Garante dei detenuti: un'altra occasione perduta
Dopo anni di silenzio, in Umbria è stato indetto un bando per costruire una rosa di nomi entro cui il Consiglio Regionale avrebbe potuto scegliere, ed in seguito si è svolta la votazione.
Ancora una volta siamo costretti tuttavia ad esprimere la nostra delusione: il consiglio regionale dell'Umbria nella seduta di ieri, martedì 21 maggio, non è riuscito a nominare il Garante delle persone sottoposte a misure privative o limitative della libertà personale, come previsto da una legge varata dalla stessa Regione ormai 7 anni fa. Legge che non ha mai trovato attuazione, nonostante la drammatica situazione degli gli istituti penitenziari italiani, al di fuori di qualsiasi cornice di costituzionalità.
Il rammarico è ancora più grande dato che la figura di Carlo Fiorio (che ha ottenuto nella votazione di ieri 16 voti, ovvero la maggioranza all'interno del consiglio regionale) gode senza dubbio di tutti i requisiti di competenza ed autorevolezza necessari a ricoprire questo importante ruolo: la sua storia personale di studioso e il suo impegno a fianco del volontariato sono premessa di indipendenza dalla amministrazione giudiziaria e dalla politica in un ruolo che è in primo luogo di tutela dei più deboli.

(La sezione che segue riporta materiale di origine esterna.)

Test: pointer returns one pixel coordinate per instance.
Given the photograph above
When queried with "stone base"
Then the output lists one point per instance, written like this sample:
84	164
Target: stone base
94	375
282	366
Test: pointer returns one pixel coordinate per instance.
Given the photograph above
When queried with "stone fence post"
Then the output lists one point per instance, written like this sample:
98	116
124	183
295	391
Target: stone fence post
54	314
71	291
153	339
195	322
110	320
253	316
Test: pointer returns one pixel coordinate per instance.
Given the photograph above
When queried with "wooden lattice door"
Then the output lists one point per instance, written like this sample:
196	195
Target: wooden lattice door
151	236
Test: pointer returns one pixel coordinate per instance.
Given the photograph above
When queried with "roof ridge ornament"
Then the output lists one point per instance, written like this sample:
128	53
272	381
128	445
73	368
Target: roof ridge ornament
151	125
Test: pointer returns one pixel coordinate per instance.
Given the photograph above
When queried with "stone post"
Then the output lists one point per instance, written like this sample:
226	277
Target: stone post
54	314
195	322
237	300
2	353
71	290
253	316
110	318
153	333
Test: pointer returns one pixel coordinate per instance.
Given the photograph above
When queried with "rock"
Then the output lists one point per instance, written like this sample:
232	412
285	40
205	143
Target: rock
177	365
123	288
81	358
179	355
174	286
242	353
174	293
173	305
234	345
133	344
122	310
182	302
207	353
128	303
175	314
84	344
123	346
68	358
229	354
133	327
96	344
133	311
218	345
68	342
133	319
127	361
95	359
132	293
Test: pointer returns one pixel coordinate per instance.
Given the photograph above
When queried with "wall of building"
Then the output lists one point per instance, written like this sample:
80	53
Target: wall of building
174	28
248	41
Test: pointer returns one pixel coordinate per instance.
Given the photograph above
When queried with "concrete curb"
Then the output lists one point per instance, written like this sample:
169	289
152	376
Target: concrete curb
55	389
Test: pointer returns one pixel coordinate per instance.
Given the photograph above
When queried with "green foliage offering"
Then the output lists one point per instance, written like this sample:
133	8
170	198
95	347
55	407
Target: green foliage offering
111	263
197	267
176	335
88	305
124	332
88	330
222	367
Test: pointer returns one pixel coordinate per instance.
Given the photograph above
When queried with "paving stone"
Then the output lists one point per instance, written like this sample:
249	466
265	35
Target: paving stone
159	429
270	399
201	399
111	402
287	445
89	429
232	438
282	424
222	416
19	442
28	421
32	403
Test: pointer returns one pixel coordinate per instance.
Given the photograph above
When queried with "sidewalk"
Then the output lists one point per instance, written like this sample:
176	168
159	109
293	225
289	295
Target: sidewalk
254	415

Crediamo che intorno a questo nome o ad altri con analoghe caratteristiche sia ancora possibile raggiungere in consiglio regionale il quorum richiesto. In caso contrario chiediamo che le forze responsabili attuino tutti gli sforzi necessari ad adempiere al loro compito, anche con rapide modifiche legislative ai meccanismi di nomina, evitando ulteriori inaccettabili dilazioni.

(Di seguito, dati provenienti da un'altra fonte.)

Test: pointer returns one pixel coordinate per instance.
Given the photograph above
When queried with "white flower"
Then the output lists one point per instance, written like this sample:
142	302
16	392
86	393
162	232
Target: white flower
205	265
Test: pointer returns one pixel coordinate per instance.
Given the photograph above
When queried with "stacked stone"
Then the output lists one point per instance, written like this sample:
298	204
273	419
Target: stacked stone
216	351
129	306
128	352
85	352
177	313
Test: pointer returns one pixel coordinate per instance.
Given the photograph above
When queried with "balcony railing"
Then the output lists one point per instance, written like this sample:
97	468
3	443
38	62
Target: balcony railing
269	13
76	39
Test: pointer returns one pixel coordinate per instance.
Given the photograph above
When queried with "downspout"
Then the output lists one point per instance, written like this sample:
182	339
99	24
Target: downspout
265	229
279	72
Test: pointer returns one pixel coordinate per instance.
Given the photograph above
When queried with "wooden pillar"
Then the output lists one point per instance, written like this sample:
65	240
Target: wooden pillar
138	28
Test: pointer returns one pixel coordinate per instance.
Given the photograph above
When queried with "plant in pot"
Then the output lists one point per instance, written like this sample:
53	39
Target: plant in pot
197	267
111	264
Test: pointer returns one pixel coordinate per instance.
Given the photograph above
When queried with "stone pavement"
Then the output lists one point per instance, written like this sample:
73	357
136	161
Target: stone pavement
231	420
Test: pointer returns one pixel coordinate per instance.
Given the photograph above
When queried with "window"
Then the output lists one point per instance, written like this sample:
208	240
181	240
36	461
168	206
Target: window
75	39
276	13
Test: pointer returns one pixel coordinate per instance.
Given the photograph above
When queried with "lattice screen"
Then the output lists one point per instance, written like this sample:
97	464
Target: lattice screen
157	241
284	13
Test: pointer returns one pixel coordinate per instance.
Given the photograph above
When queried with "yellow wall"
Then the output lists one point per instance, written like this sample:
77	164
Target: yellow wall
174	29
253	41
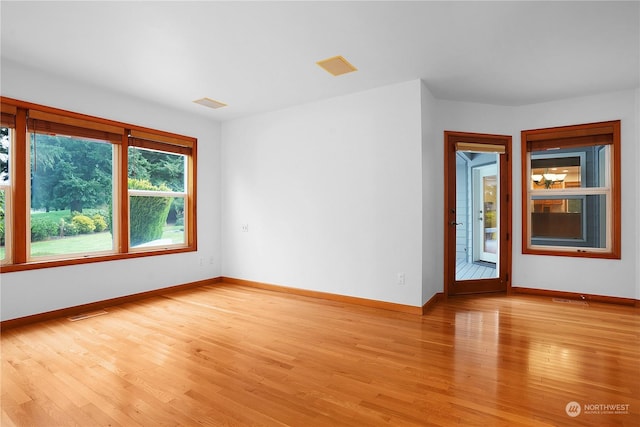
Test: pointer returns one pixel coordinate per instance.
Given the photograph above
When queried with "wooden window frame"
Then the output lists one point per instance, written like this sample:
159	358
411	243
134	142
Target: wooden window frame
565	137
25	115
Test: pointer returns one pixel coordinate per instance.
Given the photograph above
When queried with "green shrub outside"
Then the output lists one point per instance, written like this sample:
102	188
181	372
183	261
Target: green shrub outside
99	222
42	229
84	223
69	228
148	215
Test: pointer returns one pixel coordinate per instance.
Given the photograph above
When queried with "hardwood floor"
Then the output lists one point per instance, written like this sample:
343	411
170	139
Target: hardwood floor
237	356
468	270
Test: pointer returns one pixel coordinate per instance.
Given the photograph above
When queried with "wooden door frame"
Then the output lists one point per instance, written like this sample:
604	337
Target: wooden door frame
451	138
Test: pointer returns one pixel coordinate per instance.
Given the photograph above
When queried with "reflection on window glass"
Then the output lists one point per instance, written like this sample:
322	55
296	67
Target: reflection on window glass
577	221
2	224
5	146
579	167
156	198
71	196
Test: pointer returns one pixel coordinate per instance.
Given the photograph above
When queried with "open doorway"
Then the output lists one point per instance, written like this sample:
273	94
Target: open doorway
477	212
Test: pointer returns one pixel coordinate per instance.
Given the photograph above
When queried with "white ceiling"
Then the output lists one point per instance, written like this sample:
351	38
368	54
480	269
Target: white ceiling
261	56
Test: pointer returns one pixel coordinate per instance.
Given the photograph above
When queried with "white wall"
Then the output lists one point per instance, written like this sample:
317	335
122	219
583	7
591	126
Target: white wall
432	198
331	193
620	278
36	291
340	196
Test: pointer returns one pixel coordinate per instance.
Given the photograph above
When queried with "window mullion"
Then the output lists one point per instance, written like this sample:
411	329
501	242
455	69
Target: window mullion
20	184
123	194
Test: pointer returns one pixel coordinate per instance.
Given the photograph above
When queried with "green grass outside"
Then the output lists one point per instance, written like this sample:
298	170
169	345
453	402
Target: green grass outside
85	243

L’istituzione del Garante – in Italia ce ne sono 6 regionali più una decina comunali e provinciali - rappresenta la novità più importante degli ultimi anni in materia penitenziaria. E’ un organo indipendente di controllo e di ispezione sui luoghi di detenzione così come previsto da protocolli attuativi del 2002 della Convenzione Onu contro la tortura ed altre pene o trattamenti crudeli, inumani o degradanti sottoscritto ma non ratificato dall’Italia.
La presenza del garante, contribuendo alla tutela dei diritti, può essere veicolo di una cultura basata sulla legalità, condizione necessaria alla sicurezza, in quanto consente di limitare i danni sulla salute fisica, psicologica e sociale, che la violazione dei diritti e la detenzione stessa producono sulla persona detenuta. Danni che si manifesteranno poi con aumento della distruttività e della recidiva.